The world media’s attention has skipped through the Greek alphabet all the way from Delta to Omicron, missing ten letters along the way. The ‘variants of interest’ Lambda and Mu passed by almost unnoticed, as did the ‘variants under monitoring’ Eta, Iota and Kappa, and the ‘formerly monitored variants’ Epsilon, Zeta and Theta (whose threat levels came to nothing). All in all, it feels rather like this sudden shift all the way to Omicron has unexpectedly accelerated our progress towards the apocalyptic endgame that is Omega.
‘I am the Alpha and the Omega,’ says the God of the Christian Bible in its final book. ‘I am the beginning and the end.’ While Covid-19’s rapid progress through the Greek alphabet may represent encouraging news for those zealots who believe the end of the world is in sight, and who may actually welcome it, this development might nevertheless introduce some further unwanted anxieties for many of the rest of us.
These worries have perhaps unnecessarily been exacerbated by the WHO’s decision to avoid using the Greek letter ‘Nu’ – because it might have been confused with ‘new’ (as in ‘the new Covid variant is the Nu variant’). The WHO also avoided the letter ‘Xi’ because it is a common family name in China; it is of course the name of the leader of that nation. The WHO observed that the naming conventions for diseases tend to try to avoid causing any ‘offence to any cultural, social, national, regional, professional or ethnic groups’. That sensitivity did not however prevent the eldest son of former American president Donald Trump tweeting, ‘As far as I’m concerned the original will always be the Xi variant.’ (Of course, Donald Trump Junior’s name says it all: the only person on the planet even less mature than his father. His recent support for anti-vaccine protests prompted Vanity Fair at the end of last month to describe him as a ‘world-renowned moron’.)

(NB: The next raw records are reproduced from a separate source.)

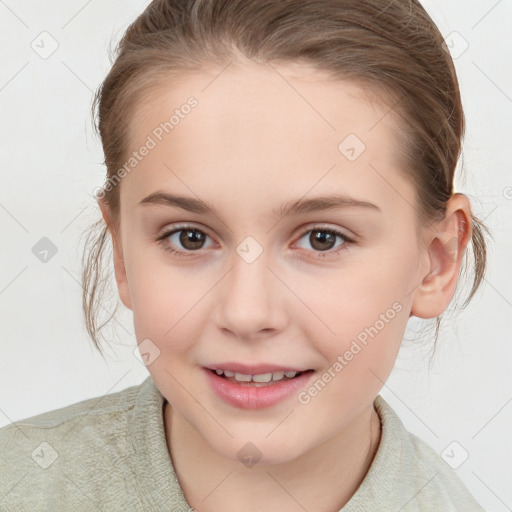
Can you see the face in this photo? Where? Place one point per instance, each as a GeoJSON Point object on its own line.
{"type": "Point", "coordinates": [324, 291]}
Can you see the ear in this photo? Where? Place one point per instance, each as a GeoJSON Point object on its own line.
{"type": "Point", "coordinates": [119, 267]}
{"type": "Point", "coordinates": [446, 243]}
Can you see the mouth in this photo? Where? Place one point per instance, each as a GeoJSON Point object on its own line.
{"type": "Point", "coordinates": [258, 379]}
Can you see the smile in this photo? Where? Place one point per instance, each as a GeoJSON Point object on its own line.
{"type": "Point", "coordinates": [261, 378]}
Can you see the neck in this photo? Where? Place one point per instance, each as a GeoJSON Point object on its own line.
{"type": "Point", "coordinates": [321, 479]}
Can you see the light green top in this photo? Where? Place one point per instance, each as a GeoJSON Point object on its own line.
{"type": "Point", "coordinates": [110, 453]}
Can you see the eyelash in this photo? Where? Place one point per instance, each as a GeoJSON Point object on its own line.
{"type": "Point", "coordinates": [321, 254]}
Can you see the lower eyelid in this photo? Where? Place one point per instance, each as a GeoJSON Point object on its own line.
{"type": "Point", "coordinates": [162, 238]}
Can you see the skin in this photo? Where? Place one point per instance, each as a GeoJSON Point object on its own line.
{"type": "Point", "coordinates": [253, 143]}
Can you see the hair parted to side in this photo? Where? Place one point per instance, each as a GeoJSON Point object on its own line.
{"type": "Point", "coordinates": [391, 48]}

The international reaction to the news of the emergence of this new variety of coronavirus has been swift and surprisingly decisive. Some nations have taken the extreme step of closing their borders to all non-nationals. At the start of this month, Germany followed Austria and Italy when it announced its plan to ban unvaccinated people from restaurants, bars, leisure facilities and many shops. Ireland has closed nightclubs, reintroduced social distancing and limited the size of groups congregating in hospitality venues. Britain immediately resumed its practice of including riskier countries on a so-called ‘red list’, prohibiting non-essential travel and imposing quarantine arrangements for returning travellers, as well as reintroducing mandatory PCR testing for all travellers entering the UK.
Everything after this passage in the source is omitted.